This past Saturday, Donald Trump held what amounted to a campaign rally for a carefully filtered group of 9,000 supporters in Melbourne, Florida. The rally was in an effort to rally his supporters to ignore the bad news swirling around both his botched administration and the repeated allegations of treason. The news came after Michael Flynn, Trump’s former National Security Advisor, resigned in disgrace.

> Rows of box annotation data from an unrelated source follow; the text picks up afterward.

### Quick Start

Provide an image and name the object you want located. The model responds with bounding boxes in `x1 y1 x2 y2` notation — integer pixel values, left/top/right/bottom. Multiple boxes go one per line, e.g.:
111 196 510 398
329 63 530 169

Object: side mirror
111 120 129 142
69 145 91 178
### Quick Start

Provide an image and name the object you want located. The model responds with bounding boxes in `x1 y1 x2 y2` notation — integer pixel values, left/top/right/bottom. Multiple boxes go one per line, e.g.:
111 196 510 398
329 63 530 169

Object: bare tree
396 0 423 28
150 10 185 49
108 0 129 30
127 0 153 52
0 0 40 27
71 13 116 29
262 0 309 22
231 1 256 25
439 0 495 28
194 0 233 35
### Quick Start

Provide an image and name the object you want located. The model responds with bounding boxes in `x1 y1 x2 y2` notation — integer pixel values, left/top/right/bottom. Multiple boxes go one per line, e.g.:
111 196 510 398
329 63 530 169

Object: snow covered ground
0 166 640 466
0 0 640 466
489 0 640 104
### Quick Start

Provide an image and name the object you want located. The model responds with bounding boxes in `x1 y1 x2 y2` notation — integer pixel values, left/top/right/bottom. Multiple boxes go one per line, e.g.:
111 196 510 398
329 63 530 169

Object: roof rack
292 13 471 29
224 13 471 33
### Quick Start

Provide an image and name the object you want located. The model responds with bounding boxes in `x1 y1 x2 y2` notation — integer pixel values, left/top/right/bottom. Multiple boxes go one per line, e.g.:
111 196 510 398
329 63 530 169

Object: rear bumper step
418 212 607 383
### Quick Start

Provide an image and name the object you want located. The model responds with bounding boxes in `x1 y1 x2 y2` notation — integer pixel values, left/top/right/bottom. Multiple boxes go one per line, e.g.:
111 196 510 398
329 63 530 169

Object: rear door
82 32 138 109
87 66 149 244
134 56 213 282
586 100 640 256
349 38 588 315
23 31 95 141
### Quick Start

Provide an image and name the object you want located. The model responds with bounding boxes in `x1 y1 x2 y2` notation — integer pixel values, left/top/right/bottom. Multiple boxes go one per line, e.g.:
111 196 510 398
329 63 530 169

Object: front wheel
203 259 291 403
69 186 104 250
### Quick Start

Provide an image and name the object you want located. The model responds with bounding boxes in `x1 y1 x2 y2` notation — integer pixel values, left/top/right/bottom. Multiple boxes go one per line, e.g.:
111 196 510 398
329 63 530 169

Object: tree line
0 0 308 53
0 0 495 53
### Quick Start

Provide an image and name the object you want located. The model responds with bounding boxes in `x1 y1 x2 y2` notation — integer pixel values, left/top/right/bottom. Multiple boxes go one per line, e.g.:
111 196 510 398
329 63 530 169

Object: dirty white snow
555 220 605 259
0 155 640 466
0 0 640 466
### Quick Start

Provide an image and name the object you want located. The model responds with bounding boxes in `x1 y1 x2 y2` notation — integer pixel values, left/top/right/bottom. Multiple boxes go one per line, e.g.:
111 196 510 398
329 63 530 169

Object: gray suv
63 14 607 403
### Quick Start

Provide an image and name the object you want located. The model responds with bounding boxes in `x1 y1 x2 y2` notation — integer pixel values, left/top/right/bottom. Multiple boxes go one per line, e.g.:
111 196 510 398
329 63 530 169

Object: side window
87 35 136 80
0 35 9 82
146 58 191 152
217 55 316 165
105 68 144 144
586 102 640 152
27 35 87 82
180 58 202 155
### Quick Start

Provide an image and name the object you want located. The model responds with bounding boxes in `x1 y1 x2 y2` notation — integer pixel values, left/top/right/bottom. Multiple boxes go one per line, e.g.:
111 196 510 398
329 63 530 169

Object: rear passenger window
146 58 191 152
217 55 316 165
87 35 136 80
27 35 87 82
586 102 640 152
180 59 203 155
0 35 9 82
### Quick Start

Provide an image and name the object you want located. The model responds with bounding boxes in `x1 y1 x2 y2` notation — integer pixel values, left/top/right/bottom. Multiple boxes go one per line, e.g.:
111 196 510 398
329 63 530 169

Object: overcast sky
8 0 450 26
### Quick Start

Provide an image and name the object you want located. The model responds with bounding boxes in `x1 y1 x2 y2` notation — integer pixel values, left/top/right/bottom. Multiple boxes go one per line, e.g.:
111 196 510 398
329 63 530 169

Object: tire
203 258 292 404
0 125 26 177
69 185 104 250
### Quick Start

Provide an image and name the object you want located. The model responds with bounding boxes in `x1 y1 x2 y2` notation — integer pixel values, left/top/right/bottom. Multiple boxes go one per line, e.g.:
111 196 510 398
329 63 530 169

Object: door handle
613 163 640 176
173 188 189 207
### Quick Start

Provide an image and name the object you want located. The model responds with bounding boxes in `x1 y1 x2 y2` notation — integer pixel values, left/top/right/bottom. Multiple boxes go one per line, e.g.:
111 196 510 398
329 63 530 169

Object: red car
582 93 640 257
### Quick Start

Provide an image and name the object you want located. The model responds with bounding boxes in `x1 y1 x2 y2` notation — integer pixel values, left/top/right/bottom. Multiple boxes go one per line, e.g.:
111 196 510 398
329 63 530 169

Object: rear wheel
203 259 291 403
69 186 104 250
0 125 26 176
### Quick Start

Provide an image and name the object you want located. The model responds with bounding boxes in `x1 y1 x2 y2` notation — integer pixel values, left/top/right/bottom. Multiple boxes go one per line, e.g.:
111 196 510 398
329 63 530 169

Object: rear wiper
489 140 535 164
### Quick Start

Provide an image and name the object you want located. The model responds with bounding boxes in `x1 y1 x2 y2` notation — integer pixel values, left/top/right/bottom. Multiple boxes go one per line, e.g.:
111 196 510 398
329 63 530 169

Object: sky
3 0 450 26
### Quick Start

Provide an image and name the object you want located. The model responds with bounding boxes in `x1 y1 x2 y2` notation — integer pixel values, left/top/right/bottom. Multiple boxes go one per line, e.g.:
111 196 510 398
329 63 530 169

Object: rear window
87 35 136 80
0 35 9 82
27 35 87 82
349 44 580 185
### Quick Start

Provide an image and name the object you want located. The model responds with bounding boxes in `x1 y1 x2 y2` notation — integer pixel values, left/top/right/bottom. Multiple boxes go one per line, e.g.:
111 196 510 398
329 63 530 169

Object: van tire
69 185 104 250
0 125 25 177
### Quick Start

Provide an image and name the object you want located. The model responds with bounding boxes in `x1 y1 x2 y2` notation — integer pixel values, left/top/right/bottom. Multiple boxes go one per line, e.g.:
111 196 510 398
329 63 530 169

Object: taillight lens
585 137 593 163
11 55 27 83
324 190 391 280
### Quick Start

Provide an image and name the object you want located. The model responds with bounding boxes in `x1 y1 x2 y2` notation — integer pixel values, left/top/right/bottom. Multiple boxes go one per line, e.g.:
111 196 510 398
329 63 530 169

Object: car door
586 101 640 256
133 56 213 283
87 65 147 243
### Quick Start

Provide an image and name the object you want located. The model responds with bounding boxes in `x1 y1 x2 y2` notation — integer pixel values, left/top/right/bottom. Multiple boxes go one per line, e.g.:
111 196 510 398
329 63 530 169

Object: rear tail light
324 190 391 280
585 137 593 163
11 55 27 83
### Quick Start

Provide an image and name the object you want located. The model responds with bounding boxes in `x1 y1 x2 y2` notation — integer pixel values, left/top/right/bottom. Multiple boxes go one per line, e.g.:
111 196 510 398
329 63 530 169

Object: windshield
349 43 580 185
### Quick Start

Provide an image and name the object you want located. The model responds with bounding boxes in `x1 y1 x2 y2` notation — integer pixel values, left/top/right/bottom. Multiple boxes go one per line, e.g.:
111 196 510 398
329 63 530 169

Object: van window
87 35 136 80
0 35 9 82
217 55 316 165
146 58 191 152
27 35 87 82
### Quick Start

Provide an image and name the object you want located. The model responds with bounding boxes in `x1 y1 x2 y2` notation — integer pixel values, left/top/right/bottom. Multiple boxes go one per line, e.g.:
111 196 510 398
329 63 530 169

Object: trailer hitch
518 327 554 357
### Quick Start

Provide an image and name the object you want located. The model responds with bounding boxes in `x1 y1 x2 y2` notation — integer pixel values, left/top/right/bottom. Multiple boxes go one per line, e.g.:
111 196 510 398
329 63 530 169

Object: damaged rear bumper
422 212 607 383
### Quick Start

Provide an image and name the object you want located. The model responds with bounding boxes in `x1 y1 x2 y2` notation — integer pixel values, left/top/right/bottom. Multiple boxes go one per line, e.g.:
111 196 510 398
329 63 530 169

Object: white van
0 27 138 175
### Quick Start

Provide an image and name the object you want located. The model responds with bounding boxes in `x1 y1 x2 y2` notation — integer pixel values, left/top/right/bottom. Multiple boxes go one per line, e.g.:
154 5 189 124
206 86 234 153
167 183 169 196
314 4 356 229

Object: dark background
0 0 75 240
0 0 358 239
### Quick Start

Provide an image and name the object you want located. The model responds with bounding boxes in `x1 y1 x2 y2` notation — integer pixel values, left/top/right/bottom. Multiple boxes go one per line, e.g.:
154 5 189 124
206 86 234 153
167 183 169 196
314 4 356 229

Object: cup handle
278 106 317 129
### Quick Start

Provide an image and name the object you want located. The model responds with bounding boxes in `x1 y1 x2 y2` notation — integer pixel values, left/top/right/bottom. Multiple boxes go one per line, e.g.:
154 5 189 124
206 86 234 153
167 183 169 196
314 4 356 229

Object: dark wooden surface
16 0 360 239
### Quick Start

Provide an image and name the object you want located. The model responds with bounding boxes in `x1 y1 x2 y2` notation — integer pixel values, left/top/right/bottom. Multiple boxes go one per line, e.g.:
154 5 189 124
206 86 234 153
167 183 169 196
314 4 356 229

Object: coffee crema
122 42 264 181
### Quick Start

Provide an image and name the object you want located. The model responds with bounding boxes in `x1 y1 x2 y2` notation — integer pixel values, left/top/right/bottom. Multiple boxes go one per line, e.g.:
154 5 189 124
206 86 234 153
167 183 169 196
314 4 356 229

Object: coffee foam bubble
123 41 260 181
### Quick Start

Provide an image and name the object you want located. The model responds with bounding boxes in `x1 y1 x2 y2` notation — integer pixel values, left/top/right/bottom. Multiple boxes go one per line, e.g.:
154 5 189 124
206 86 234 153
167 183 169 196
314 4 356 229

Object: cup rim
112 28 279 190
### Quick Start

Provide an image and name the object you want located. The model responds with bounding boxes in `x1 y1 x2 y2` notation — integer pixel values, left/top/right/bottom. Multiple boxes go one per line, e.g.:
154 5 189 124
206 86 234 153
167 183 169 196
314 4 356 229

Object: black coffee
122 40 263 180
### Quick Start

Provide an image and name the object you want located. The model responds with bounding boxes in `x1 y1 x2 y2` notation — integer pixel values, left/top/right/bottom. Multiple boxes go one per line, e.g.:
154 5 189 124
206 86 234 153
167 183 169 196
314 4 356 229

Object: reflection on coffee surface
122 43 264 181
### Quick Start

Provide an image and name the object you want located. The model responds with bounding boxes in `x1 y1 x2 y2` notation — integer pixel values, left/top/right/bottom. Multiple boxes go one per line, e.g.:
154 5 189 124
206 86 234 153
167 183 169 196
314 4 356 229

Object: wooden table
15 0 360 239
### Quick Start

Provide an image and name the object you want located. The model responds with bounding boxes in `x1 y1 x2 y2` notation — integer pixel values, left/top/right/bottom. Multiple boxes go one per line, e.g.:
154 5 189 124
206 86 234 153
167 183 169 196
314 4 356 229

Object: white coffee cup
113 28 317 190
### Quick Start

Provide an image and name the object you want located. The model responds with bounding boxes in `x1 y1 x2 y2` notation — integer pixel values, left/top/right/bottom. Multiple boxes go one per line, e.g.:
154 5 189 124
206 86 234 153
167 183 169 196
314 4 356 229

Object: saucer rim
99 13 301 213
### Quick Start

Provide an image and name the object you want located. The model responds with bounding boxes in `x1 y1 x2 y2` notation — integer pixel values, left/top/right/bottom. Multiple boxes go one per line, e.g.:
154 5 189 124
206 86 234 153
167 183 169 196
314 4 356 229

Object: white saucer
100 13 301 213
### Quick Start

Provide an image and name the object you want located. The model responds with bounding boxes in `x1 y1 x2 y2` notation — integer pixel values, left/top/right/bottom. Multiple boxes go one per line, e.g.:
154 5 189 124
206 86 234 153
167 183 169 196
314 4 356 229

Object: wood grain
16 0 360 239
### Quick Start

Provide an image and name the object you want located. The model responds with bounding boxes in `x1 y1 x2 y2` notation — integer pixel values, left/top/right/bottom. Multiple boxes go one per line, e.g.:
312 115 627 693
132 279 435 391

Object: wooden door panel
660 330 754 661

According to leaks, and what we saw out of this and the press conference, Trump is incredibly unhappy with the beating he’s been taking from multiple news organizations, as well as the lack of loyalty implicit in the leaks. The slow pace with which he’s been hiring new people for his administration as well as his anger at the 9th Circuit Appeals Court similarly demonstrate that he places loyalty to him over competence.

And all these leaks are likely true, and not “fake news” as Trump has defined it because he’s said that “The leaks are real, but the news is fake,” which similarly means that he defines that term as “news that is harmful to the administration.” 

The show Fox and Friends is rather loyal to him, if not the network at-large with the exception of Shepard Smith and Chris Matthews, therefore it’s “real news.” The same goes for far less credible outlets like Breitbart, Info Wars, and real “fake news” like the ones created by Macedonian teens like the Pope endorsing Trump or the Clinton Pizza Sex Ring.

This is incredibly dangerous territory for the country, independent of Trump’s competence or lack of thereof because the earliest stages of a dictatorship involve trying to delegitimize press at all critical of them. Late in the campaign, the phrase “lüdgenpresse” started cropping up at Trump’s rally’s, a Nazi slur that means “lying press,” with subtexts directed against those who opposed “the will of the people” as defined by the Nazi party. Trump starting to use the concept to his own ends should be a serious red flag, something noticed by holocaust survivors and their children with first or secondhand knowledge of fascism.

It’s hit the point where he’s taking campaign donations on his website, which also hosts a “Media Accountability Survey,” which is unscientific before getting into the questions because it’s accessed by people on his mailing list and by those who go to the site. That’s what’s known as a “self-selected sample” because the sample isn’t randomly selected from an entire population, but rather from a group chosen because they lean towards certain answers. Here, the survey is targeted at people who already believe every lie he spouts, in order to fabricate evidence that “the people” buy the “lügdenpresse” line of attack.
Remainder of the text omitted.